There are several other treatments that have been tried over the years, but the conservative approach outlined above is the most successful and least traumatic to both horse and wallet. The important thing to remember is: tendons heal slowly.
Prognosis for a horse suffering from a bowed tendon to return to its previous level of performance or work depends on the severity, and to some extent the location, of the injury. Most bowed horses can return to use if the injury is caught early, treated vigorously, and given proper time to heal, although they may not be quite as "good" as before. If a bow is allowed to become chronic (that is, if inadequate rest and care are provided), the prognosis lowers significantly.
"Big Leg" (Lymphangitis)
I remember the first "big leg" I saw. As I've said, my older brother showed American Saddlebreds and as a little boy I was always around them. One day we were at a trainer's barn and there was a horse in a small dirt pen. It had a huge hind leg and could barely bend it. Walking was evidently very difficult for the poor horse.

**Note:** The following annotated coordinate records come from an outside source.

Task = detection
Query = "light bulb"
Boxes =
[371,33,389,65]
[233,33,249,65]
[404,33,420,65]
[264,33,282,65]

I asked the trainer, "Jimmy, what's wrong with that horse's leg?"
"It's swollen," he replied.
Well, duh. I was only about six years old but I thought I deserved a better answer than that.

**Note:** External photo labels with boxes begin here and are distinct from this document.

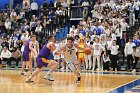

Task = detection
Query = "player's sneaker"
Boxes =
[25,78,33,83]
[76,77,81,83]
[44,74,54,81]
[132,69,136,74]
[20,72,26,76]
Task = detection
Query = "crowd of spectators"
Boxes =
[0,0,140,70]
[0,0,68,67]
[68,0,140,71]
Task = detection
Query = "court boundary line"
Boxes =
[107,79,140,93]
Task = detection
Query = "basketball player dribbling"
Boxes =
[55,37,84,82]
[26,42,59,83]
[31,40,39,68]
[21,35,36,75]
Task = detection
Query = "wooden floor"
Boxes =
[0,70,139,93]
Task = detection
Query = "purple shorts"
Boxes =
[36,57,48,68]
[22,51,30,61]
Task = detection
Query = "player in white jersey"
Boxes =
[55,37,84,82]
[31,41,39,67]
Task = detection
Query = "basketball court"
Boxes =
[0,69,140,93]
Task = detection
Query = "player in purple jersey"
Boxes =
[21,35,36,75]
[26,42,59,83]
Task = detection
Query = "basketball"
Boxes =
[84,48,91,55]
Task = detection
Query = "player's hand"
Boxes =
[54,52,62,55]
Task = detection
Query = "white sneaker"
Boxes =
[25,78,33,83]
[96,68,100,71]
[44,74,54,81]
[132,69,136,74]
[61,67,65,70]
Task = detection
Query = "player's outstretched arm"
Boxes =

Maybe three weeks later we were at Jimmy's barn again. The horse with the big leg was still there, and the leg was still big.
"Can't you do something about that horse's leg?" I asked.

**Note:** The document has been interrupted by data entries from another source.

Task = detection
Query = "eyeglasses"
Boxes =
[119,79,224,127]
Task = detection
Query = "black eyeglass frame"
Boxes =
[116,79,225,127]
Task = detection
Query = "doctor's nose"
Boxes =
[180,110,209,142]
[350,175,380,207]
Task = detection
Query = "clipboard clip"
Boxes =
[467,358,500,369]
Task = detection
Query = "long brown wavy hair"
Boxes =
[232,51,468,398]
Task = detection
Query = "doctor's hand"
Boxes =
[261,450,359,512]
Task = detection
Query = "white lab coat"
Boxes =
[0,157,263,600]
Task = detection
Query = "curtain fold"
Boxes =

"You tell me what," Jimmy answered. I never liked him much.
It was more than twenty years later when I saw the next horse with "big leg." I was just out of veterinary school and a new client asked me what was wrong with his mare's leg. This time, however, I knew what it was and what to do about it. What I didn't know then, however, was that treatment doesn't always work and that sometimes the problem recurs. They didn't tell us that in school.
What Is "Big Leg"?
"Big leg" is lymphangitis, an inflammation of the lymph vessels and peripheral lymph nodes. It usually occurs in one hind leg and may affect the leg from the hock down. The affected leg is stiff and walking is difficult. The horse often keeps weight off the leg, which may lead to problems in the other one. The cause is probably bacterial but that isn't known for sure.
Treatment consists of hosing or icing the leg, systemic steroids, and long-term (four to six weeks), broad-spectrum antibiotic therapy. Best results are achieved when treatment is begun early. Satisfactory resolution becomes increasingly difficult to attain the longer that prolonged, aggressive therapy is postponed. Unfortunately, even though the condition may be resolved, recurrence is not uncommon. Treatment is the same for recurring cases.
An old-time remedy that still has some merit is to stand the horse in a pond or creek. This seems to provide the benefits you'd expect from hosing the leg constantly. An old farm employee who had been working with horses for more than sixty years once told me of a horse he cared for that came up with "big leg." It was back in the days before penicillin and the local veterinarian had no idea what to do, so the horse was just ignored.
One day, though, when the old man (who was then a young man) went to bring in the horses, the one with the swollen leg was standing belly-deep in a pond. He couldn't get her to come out and as far as he knew she stayed in the pond day and night for about a week. When she finally did emerge, her leg was normal. Mother Nature works in mysterious ways.